Using Freud’s psychoanalysis approach, in all of the three stories, there were rational characters that represent the ego figures. In the first story, there was the sister-in-law who mentioned that the situation of Claire is not acceptable. Then in the next, there was the daughter of Barbara who mentioned that her mom was never really sure if she wanted the baby in the first place. Lastly was the best friend of Christine who told her that Christine is the type of person who can’t get over abortion after doing it. On the other hand, the superego, the conscience figure, was present in the third story in the form of the young mother from the women’s’ health services who approached Christine prior going inside the clinic. She told Christine not to commit abortion for the baby should not pay for the consequences of the unwanted pregnancy.

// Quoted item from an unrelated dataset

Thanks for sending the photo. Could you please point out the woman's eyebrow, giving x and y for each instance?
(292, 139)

Moreover, there were the id figures in the text. The id figures were those who were concerned in gratifying their desires. Ironically, the id figures were the main characters, the three women who seek abortion. They all wanted their babies be aborted for various personal reasons. Claire, the widowed nurse felt that having her baby born was not right because it was caused by a fling while she was grieving for her husband’s loss. More so, she could not accept that she did it with her brother-in-law and there was no justifiable reason that a woman could be pregnant after six months of being widowed. Next, Barbara, the mother of four, wanted to have abortion due to financial reasons and sacrifices that the family has to go through. Finally, Christine, the young college student seek abortion due to that pregnancy brought by his college married professor and she felt that her strict family would not accept her status. All these women were motivated by certain personal and psychological drives to give in to abortion which was not accepted in various degrees in the three different periods.

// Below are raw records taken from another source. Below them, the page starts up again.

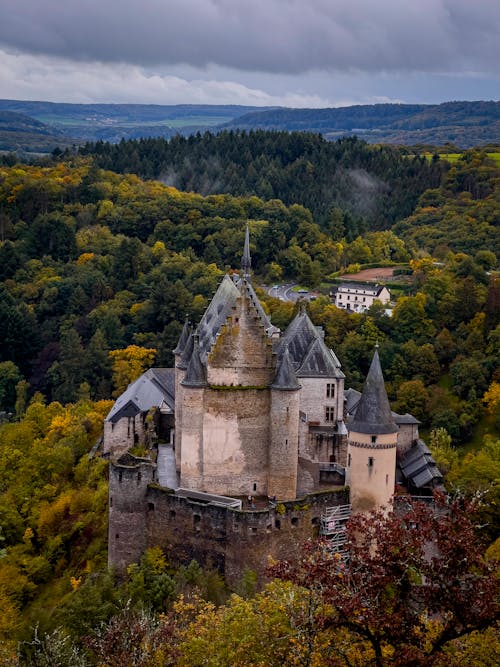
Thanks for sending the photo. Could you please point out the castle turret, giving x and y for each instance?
(182, 354)
(192, 386)
(371, 453)
(246, 261)
(283, 450)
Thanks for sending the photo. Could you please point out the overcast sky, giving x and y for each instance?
(302, 53)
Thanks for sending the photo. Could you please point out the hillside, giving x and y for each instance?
(19, 132)
(465, 124)
(112, 122)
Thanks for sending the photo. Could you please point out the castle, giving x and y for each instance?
(250, 441)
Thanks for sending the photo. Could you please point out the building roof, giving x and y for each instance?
(185, 333)
(196, 373)
(216, 314)
(419, 468)
(368, 288)
(373, 413)
(285, 379)
(309, 354)
(155, 388)
(246, 261)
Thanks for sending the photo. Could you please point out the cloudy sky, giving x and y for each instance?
(301, 53)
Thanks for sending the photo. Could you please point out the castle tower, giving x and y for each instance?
(182, 354)
(284, 445)
(246, 261)
(193, 411)
(371, 452)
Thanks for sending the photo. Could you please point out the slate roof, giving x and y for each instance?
(373, 413)
(364, 287)
(419, 468)
(216, 314)
(196, 374)
(309, 354)
(285, 379)
(183, 338)
(155, 388)
(352, 398)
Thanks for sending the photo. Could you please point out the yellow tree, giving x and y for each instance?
(128, 364)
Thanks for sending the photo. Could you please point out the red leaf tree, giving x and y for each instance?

With these struggles of the characters, we can tease out one dominant binary opposition in the text, which was Individual versus Society. Each of the pregnant women experienced a personal struggle and the solution they saw to satisfy the need to be free of that struggle was something that the society condemned. The society prescribed that abortion was immoral and unacceptable regardless of any reason they may have. These were clear reflections of self-discomforts and fears of the society.
Another binary opposition present was Law versus Religion. This was presented on the third story that happened in the 90’s. Abortion was legalized already but outside the abortion clinic were protesters, mainly Catholics for they were praying the rosary and holding crosses.
The whole concept of abortion was the one to be considered the anomalous category that served as the conflict that ran the whole narrative of the three stories. It was the right thing to do as per the pregnant women, opposing the belief of the pro-life.
The text suggested two sides of “truth”. It suggested that abortion was immoral on the perspective of the pro-life, as prescribed by religion, but on the other hand also suggested that it was an acceptable choice as prescribed by the law.
Morality categorizes good from bad but the law decides which is right from wrong. Therefore, when something is immoral, it does automatically mean that it is wrong; and what is moral does not automatically mean that is right.